Statt des früheren Direktors stand der Schule jetzt ein sogenannter Kommissarischen Leiter vor. Der ehemalige Direktor, Dr. Tschulik, ein überzeugter österreichischer Patriot und als Mitglied der Vaterländischen Front für das neue Regime untragbar, musste in Pension gehen. An seiner Statt übernahm die Amtsgeschäfte Dr. Leherbauer, ein fanatischer Nationalsozialist, der versuchte die Schule in nationalsozialistischem Geist zu führen. Am 28. April 1938 mussten alle jüdischen Schüler, 42 an der Zahl, unsere Schule verlassen, um in ein für Juden reserviertes Sammelgymnasium überzuwechseln. Aber auch dort, im G II, Zirkusgasse, durften sie nicht lange bleiben. Entsprechend der Reichsgesetze wurde Juden der Besuch eines Gymnasiums ab 1939 verwehrt. Schüler mit einem jüdischen Elternteil, sog. „Mischlinge 1. Grades", durften bis 1942 ein Gymnasium besuchen, sog. „Mischlinge 2. Grades", mit einem jüdischen Großelternteil, durften auch bis zu Ende des Dritten Reichs maturieren.

Am 11. März 1944 wurde unsere Schule geschlossen und die Schüler wurden auf andere Gymnasien, v.a. auf das G VII, Kandlgasse, und das G XIX, Alfred Wegenergasse, aufgeteilt.

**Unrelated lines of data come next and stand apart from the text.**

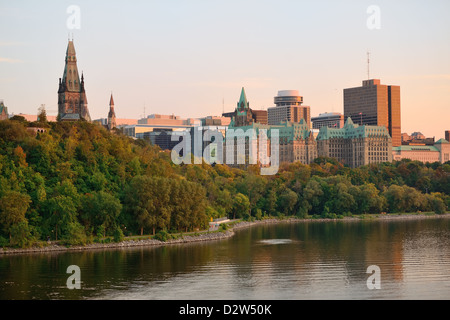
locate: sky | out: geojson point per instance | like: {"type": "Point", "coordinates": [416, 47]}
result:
{"type": "Point", "coordinates": [191, 58]}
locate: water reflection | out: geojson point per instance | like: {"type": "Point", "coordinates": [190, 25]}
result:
{"type": "Point", "coordinates": [311, 260]}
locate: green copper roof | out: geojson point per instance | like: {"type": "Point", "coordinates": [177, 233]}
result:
{"type": "Point", "coordinates": [287, 131]}
{"type": "Point", "coordinates": [351, 130]}
{"type": "Point", "coordinates": [243, 100]}
{"type": "Point", "coordinates": [415, 148]}
{"type": "Point", "coordinates": [441, 141]}
{"type": "Point", "coordinates": [3, 107]}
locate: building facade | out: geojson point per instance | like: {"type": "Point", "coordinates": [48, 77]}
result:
{"type": "Point", "coordinates": [72, 101]}
{"type": "Point", "coordinates": [355, 145]}
{"type": "Point", "coordinates": [295, 141]}
{"type": "Point", "coordinates": [375, 104]}
{"type": "Point", "coordinates": [288, 107]}
{"type": "Point", "coordinates": [244, 115]}
{"type": "Point", "coordinates": [111, 115]}
{"type": "Point", "coordinates": [328, 119]}
{"type": "Point", "coordinates": [158, 121]}
{"type": "Point", "coordinates": [439, 152]}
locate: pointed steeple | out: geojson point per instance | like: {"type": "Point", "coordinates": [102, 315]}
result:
{"type": "Point", "coordinates": [111, 114]}
{"type": "Point", "coordinates": [71, 78]}
{"type": "Point", "coordinates": [111, 102]}
{"type": "Point", "coordinates": [72, 101]}
{"type": "Point", "coordinates": [243, 100]}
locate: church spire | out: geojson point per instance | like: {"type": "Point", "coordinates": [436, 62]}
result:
{"type": "Point", "coordinates": [243, 103]}
{"type": "Point", "coordinates": [72, 101]}
{"type": "Point", "coordinates": [111, 114]}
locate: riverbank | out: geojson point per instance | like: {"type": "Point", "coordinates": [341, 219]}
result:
{"type": "Point", "coordinates": [211, 236]}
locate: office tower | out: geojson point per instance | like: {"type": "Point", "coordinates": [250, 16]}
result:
{"type": "Point", "coordinates": [328, 119]}
{"type": "Point", "coordinates": [375, 104]}
{"type": "Point", "coordinates": [288, 107]}
{"type": "Point", "coordinates": [72, 101]}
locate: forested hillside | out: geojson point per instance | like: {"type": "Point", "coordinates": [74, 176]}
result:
{"type": "Point", "coordinates": [77, 182]}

Der Grund dafür war vermutlich, dass an unserer Anstalt nur noch wenige Schüler waren, da ja laufend Oberstufenschüler in irgendeiner Form zum Heer, als Luftwaffenhelfer, oder zum Reichsarbeitsdienst eingezogen wurden. Diese Schüler mussten an ihrem Einsatzort eigens dafür eingerichtete Schulen besuchen. Ein Teil der Schüler nahm auch an der Kinderlandverschickung teil. Da allgemein Not und auch Arbeitskräfte- und v. a Lehrermangel herrschte, legten die Behörden Gymnasien zusammen. Bombenschäden gab es an unserem Gymnasium keine im Unterschied zum Südtrakt des Gebäudekomplexes, der von einer Brandbombe getroffen wurde. Im Herbst 1945 wurde unsere Schule unter dem ehemaligen Direktor Dr. Tschulik wieder eröffnet, allerdings nur fünf Klassen. Viele ehemalige Schüler kamen jetzt wieder an unser Gymnasium zurück. Von denen, die eingerückt waren, hatten allerdings etliche während des Krieges eine „Kriegsmatura“ gemacht, d. h. sie bekamen zum offiziellen Maturatermin ein Reifeprüfungszeugnis ausgestellt, das sie zum Studium berechtigte, ohne je die Prüfungen abgelegt zu haben.

e) Konfessionen und Nationalitäten an unserer Schule:
Seit 1850 besuchen auch evangelische und mosaische Schüler unser Gymnasium. In manchen Jahrgängen waren über ein Drittel der Schüler mosaisch, manchmal auch ein Drittel der Schüler evangelisch. Natürlich gab es für die verschiedenen Konfessionen Religionsunterricht. Den israelitischen Religionsunterricht versah zuerst Dr. Moritz Kanitz, danach Dr. Jakob Drobinski, zuletzt bis 1938 Dr. Chaim Tenenhaus. Nach dem Krieg gab es kaum mehr mosaische Schüler und die wenigen besuchten einen Sammelunterricht. Evangelischen Religionsunterricht hingegen gab es sehr wohl während und nach dem Krieg.

Zur Zeit der Monarchie kamen aus allen Kronländern Schüler zu uns, deren Muttersprache oft Polnisch, Tschechisch oder Ungarisch war. Selten hatten wir Schüler aus Übersee an unserer Anstalt.

Diese Tradition der Offenheit fortsetzend, zählen wir auch heute wieder Angehörige der verschiedensten Konfessionen und Nationalitäten zu unseren SchülerInnen.